Beautiful birds, whether they're in flight or on the ground. 
Thank you for posting the link.

Cindy


----------



## re lee

Nuns today are used more for show rather then to fly them. They raise there young Ok Price goes on quality and breeder. They do come is several colors And are good looking birds. Pigeon keeping goes with what type of pigeon a person likes to have. So many to choose from


----------



## becege

*Nuns*

The birds that I spoke about were my wife's pets. They were terrible breeders and parents. However they were good pets She would hold them on her lap and pet them and they would seem to fall asleep. These birds had feathers extending over their eyes like overgrown eyebrows. This affected their ability to see and fly of course. She just had bad stock. This can apply to any breed. I have had breeds with cock birds that were very disruptive and had terrible personalities. They had to go of course since they were disrupting the whole pigeon community. The nuns we had had pleasant personalities and minded their own business and were not trouble makers. We did like their markings. That is why we got them. I don't know what they cost now. There were quite a few shown at the national in Des Moines recently. There were two cocks in the sale section that didn't sell and the owner gave them away. You might contact Stan Ryan of New York. He is the premier nun man and could help you find some at a reasonable price. Finally one more thing that I remember is that my wife use to hold the hen bird in her lap and the cock bird, her mate, would just go crazy trying to land on her and get his wife back. They were tame birds, you could grab them easily, and they did make good pets.


----------



## warriec

hello,

i am writing from sri lanka, what are the prices from nuns in your countries. they cost about USD 50 here for a good pair. yes nuns are difficult breeders but i've found out that out of 20 or so pairs that you will get 1 very good breeding pair. also you can try pairing a older hen to a younger cock, the fertality and mortality improves greatly. most nuns in my country are inbred as there are few breeders breeding them, others just keep them coz they look good or have given up the idea of breeding. i have 2 breeding pairs, 1 pair have 2 chicks about 7 days old & they are rather small compared to the young of other age, poor feeders and the other pair has eggs due to hatch next week.
what most breeders do in sri lanka is that they keep a flock of homers for fostering good breeds such as nuns. nun has 1 round and the 2nd and 3td round of eggs is fostered out to the homers. it works well and the only draw back is that you will need about 4 pairs of homers for each nun pair and you need to maintain careful record of all. homers are cheap in my country about USD 10 or a good breeding pair.
another small thing about nuns, each bird or pair has there own personality. some like a loft and some like individual cages where they don't see other pigeons. try this and see. this is how i got my breeders happy enough to breed.


----------



## Iceland

warriec said:


> hello,
> 
> i am writing from sri lanka, what are the prices from nuns in your countries. they cost about USD 50 here for a good pair.

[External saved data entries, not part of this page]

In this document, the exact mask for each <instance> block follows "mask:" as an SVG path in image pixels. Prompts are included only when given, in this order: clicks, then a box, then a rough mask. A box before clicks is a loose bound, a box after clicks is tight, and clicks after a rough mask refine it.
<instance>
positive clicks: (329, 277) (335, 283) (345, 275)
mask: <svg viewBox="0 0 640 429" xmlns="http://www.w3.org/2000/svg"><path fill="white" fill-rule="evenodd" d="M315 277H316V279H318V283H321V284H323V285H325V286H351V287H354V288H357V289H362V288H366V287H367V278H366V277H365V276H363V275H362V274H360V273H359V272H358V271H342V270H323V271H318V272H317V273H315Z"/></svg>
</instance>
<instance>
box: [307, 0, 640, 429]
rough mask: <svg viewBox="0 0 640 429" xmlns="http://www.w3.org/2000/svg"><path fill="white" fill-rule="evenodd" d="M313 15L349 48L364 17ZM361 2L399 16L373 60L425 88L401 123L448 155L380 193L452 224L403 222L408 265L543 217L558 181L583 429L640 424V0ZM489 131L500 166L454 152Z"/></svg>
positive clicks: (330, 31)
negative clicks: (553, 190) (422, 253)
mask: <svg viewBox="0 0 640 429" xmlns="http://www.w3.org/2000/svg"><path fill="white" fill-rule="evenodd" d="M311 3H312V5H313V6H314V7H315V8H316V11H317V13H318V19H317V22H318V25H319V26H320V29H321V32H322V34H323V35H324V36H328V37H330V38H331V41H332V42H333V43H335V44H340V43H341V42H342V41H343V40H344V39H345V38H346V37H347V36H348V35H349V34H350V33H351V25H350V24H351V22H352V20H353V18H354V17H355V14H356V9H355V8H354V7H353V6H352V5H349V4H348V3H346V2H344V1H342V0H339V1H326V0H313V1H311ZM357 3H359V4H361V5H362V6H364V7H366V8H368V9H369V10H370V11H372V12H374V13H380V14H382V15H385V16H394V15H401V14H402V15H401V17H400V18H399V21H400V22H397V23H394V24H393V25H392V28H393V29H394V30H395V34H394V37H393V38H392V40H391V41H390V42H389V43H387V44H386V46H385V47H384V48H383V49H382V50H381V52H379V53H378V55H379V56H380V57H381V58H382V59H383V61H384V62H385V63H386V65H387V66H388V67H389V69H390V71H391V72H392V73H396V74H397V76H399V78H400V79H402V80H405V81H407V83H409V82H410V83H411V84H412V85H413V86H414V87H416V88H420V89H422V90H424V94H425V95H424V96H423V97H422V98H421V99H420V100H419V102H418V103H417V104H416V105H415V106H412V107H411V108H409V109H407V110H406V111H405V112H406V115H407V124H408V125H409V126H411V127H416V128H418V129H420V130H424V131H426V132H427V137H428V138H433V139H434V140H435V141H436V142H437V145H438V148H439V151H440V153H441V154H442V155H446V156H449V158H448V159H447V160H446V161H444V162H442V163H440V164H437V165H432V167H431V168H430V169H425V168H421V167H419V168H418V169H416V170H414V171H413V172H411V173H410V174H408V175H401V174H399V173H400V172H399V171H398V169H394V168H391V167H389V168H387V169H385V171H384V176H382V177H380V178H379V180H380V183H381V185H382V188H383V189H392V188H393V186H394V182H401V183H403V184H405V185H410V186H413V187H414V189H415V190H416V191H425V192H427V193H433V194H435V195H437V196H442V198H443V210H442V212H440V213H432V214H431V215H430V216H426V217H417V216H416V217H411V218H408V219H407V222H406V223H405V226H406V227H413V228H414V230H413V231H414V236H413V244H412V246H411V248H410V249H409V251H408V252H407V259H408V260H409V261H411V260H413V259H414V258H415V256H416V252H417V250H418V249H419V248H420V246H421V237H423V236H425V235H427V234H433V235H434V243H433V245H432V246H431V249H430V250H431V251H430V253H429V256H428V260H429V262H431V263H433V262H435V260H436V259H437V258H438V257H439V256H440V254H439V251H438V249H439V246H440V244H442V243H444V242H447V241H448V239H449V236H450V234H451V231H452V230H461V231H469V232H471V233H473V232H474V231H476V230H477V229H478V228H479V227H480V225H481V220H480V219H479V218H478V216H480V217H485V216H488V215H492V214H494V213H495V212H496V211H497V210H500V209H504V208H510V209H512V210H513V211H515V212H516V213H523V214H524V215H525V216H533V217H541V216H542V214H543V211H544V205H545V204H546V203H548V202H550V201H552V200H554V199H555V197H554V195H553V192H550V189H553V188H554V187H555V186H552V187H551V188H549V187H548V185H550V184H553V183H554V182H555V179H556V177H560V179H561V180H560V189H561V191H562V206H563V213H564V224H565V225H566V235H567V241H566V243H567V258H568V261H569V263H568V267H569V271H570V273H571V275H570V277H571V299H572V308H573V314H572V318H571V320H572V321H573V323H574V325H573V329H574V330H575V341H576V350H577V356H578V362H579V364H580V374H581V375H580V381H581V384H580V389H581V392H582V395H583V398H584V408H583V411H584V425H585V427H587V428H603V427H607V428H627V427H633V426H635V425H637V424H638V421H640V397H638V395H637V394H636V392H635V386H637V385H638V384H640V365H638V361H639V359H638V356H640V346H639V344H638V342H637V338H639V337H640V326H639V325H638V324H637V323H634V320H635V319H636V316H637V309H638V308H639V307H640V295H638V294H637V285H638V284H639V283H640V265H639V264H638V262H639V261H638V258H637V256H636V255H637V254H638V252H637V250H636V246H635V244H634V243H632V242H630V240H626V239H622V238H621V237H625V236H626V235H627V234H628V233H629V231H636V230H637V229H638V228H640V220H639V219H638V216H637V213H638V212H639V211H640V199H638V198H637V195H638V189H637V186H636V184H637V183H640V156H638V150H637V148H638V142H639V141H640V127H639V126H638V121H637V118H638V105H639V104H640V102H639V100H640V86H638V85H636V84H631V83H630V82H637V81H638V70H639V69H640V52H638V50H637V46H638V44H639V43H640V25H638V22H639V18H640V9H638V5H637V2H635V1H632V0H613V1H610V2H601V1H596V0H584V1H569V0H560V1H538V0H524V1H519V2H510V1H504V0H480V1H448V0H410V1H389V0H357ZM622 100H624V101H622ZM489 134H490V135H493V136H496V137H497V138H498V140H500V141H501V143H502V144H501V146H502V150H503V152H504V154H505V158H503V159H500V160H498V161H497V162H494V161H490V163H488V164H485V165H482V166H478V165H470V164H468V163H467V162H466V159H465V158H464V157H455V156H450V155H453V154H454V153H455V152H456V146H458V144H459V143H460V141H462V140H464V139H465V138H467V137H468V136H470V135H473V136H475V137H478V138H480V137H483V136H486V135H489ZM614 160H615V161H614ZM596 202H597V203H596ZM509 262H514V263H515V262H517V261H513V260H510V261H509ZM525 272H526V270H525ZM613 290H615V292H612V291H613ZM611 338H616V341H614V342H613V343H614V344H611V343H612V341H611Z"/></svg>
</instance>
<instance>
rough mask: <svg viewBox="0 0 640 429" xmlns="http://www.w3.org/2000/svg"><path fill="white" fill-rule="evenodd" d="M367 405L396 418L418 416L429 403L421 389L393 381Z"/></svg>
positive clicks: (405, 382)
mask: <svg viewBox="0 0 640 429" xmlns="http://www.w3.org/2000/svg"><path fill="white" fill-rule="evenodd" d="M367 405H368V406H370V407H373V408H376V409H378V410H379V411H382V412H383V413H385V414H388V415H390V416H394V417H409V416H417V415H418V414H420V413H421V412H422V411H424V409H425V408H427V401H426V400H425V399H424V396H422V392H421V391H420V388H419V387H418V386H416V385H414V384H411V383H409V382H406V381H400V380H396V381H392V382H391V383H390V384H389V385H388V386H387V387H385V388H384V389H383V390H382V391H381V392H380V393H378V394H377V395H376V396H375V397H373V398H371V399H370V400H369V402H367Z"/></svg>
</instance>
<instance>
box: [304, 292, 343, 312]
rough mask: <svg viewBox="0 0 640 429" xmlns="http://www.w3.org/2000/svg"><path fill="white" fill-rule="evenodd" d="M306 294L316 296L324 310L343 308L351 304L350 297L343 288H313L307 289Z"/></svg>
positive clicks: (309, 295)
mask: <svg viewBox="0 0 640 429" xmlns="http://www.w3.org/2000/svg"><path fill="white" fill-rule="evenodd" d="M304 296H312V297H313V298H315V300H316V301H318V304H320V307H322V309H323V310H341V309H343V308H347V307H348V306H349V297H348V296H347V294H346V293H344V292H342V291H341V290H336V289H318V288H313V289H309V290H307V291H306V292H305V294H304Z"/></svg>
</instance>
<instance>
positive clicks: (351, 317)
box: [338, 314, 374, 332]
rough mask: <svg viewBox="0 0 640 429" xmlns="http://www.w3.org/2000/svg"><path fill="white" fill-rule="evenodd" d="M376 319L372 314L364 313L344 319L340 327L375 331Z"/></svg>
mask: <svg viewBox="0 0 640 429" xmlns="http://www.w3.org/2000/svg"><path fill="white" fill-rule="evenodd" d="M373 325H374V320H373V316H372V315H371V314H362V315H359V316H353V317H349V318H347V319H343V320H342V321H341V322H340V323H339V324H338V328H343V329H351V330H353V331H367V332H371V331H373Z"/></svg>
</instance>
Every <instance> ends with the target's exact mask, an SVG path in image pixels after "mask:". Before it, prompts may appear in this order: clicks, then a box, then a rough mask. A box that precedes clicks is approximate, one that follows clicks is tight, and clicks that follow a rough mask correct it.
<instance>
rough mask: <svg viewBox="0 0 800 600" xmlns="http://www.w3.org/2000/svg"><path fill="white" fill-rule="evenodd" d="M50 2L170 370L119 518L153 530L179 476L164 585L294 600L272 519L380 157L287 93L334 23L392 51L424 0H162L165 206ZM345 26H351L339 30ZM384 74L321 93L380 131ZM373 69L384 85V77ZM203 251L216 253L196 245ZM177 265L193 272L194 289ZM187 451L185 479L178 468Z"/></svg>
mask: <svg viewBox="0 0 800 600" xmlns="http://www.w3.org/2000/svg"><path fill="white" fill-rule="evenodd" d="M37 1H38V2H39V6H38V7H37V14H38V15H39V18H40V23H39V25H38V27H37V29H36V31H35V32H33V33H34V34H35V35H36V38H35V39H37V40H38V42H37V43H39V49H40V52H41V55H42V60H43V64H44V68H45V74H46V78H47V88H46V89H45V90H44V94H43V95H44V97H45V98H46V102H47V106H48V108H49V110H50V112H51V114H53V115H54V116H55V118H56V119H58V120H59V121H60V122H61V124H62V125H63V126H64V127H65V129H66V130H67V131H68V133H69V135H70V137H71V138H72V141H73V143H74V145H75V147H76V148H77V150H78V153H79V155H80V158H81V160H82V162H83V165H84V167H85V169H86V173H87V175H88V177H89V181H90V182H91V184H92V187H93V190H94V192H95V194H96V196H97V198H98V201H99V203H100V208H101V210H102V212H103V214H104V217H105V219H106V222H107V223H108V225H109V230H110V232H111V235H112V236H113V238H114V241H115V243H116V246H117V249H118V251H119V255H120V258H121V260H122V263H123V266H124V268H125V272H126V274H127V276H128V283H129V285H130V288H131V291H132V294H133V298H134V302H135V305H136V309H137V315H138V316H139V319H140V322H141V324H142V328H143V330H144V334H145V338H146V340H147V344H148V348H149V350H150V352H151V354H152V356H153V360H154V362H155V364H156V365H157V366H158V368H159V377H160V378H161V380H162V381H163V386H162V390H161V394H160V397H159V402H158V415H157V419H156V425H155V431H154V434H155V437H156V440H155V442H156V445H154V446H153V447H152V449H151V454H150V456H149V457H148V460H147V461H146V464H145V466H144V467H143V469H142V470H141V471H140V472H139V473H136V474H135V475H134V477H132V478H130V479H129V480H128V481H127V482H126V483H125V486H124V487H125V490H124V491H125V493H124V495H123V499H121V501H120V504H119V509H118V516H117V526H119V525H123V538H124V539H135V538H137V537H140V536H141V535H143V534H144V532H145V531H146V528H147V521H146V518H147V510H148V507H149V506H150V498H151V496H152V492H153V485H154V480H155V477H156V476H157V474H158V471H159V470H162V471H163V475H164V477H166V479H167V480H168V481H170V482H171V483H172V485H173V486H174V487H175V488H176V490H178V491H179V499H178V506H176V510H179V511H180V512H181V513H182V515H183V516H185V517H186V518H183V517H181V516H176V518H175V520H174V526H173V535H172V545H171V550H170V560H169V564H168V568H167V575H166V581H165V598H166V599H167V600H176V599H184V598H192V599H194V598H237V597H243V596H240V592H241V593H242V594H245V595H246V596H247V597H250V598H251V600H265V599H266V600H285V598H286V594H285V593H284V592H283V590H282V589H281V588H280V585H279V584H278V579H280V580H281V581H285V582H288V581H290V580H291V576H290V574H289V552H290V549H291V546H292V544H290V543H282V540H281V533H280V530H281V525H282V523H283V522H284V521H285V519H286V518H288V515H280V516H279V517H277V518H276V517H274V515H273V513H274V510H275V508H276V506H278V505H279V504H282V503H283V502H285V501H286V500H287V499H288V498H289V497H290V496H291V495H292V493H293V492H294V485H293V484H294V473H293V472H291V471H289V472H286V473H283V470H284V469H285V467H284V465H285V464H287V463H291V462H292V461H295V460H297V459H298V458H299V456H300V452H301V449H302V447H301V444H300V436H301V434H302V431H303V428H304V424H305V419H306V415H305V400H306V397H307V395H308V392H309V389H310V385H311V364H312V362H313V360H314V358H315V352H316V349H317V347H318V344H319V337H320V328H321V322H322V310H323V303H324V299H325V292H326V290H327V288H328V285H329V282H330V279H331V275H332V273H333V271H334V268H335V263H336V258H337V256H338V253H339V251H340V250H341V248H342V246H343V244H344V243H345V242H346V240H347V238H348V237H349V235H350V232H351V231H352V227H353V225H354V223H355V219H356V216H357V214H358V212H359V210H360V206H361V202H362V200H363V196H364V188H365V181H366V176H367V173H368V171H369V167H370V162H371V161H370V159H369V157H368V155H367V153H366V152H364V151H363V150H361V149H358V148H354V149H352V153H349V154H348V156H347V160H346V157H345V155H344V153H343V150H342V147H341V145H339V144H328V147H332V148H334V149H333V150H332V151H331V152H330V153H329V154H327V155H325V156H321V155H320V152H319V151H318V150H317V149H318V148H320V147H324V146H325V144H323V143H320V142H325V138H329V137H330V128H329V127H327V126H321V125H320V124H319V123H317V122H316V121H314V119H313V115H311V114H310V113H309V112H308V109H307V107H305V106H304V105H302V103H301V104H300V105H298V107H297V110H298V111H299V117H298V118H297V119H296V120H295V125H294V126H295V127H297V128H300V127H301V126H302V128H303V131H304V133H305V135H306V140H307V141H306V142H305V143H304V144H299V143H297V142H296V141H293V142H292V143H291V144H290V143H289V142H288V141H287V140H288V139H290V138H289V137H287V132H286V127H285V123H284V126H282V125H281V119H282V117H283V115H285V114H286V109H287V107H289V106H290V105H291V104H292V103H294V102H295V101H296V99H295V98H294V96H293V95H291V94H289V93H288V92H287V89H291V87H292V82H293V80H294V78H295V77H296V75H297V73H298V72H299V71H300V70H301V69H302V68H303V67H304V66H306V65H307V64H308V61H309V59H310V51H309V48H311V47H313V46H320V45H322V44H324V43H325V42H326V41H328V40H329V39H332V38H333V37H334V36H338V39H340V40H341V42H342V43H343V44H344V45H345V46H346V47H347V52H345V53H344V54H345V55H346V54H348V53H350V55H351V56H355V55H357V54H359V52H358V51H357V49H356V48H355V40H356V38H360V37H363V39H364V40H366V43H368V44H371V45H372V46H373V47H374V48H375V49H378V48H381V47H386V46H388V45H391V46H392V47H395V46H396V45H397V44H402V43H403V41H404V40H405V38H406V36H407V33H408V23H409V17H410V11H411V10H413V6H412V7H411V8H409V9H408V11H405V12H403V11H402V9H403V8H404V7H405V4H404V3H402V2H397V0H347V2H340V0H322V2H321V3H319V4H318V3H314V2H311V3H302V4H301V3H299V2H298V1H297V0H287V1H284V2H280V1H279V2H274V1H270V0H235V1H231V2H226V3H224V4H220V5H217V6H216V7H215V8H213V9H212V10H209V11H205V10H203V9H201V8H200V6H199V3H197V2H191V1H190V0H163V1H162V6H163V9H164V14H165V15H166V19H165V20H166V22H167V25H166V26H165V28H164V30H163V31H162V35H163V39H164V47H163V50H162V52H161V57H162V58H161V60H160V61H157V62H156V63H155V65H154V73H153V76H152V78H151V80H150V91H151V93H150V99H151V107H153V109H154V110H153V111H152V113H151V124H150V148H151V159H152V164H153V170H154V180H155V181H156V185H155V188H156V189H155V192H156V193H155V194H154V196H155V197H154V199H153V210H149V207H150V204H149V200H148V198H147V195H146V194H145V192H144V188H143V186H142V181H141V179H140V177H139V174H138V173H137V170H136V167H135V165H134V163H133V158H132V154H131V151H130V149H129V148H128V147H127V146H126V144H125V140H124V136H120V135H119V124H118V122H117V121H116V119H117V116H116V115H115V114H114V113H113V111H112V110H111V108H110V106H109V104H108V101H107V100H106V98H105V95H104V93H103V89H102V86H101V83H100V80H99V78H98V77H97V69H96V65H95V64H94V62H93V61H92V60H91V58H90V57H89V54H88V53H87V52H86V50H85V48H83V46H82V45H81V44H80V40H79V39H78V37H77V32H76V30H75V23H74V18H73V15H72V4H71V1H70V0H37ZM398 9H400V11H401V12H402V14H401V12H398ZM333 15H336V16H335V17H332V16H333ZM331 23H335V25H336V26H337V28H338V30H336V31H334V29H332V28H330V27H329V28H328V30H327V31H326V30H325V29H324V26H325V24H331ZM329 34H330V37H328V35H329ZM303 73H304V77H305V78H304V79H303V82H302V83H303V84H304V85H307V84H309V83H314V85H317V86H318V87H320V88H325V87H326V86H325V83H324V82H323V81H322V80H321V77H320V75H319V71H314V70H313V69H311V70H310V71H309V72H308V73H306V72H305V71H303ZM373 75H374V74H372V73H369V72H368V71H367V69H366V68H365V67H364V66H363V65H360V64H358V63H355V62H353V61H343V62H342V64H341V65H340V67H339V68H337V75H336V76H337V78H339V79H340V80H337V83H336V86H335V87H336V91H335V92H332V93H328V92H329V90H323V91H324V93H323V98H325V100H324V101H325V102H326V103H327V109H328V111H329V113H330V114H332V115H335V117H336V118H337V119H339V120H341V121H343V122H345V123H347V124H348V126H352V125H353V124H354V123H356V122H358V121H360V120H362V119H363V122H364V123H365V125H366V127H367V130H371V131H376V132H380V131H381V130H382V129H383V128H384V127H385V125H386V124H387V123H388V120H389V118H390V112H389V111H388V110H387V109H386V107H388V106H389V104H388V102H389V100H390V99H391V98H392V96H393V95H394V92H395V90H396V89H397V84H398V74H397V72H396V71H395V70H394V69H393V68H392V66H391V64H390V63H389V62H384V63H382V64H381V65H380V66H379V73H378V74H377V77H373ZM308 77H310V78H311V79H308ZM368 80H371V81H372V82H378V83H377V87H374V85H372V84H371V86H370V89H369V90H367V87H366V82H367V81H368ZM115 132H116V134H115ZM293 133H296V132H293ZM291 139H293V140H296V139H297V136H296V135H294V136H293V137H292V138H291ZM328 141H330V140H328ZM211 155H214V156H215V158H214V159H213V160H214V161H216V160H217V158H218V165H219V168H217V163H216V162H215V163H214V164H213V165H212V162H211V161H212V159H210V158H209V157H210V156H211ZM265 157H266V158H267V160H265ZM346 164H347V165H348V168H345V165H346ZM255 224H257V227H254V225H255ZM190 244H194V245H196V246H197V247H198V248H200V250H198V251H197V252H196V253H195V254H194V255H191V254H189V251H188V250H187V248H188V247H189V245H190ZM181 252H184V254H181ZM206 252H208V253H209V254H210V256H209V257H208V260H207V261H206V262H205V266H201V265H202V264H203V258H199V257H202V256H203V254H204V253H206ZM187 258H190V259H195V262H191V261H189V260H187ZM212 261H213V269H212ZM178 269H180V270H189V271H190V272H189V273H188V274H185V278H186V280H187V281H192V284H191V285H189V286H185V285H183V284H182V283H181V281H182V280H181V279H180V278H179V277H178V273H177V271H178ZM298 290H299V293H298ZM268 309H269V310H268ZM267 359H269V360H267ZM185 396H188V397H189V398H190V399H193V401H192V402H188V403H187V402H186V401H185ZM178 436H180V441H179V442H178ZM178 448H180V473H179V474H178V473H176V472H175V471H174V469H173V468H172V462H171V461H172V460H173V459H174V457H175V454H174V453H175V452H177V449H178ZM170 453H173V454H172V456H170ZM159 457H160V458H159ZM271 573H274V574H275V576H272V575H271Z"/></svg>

Hi ! Here in Iceland the cost about USD 150 for very good pair of nuns.
10.000 ISL KR


----------



## Birdmom4ever

Well, I'm _very_ late to this thread, but I do have some experience with nuns. We bought our first pair at a show three years ago and have raised just a few. 

Some are better parents than others, but yes, I've noticed they are a little sketchy about sitting on their nest. It's probably best to breed them in individual breeding pens where other pigeons won't bother them. 

For personality and looks, I love nuns. One of my hens knows her name and comes when I call her even though she has a mate. They are calm, curious and friendly. 

Good nuns are expensive here, too, about $200 a pair for nice ones.


----------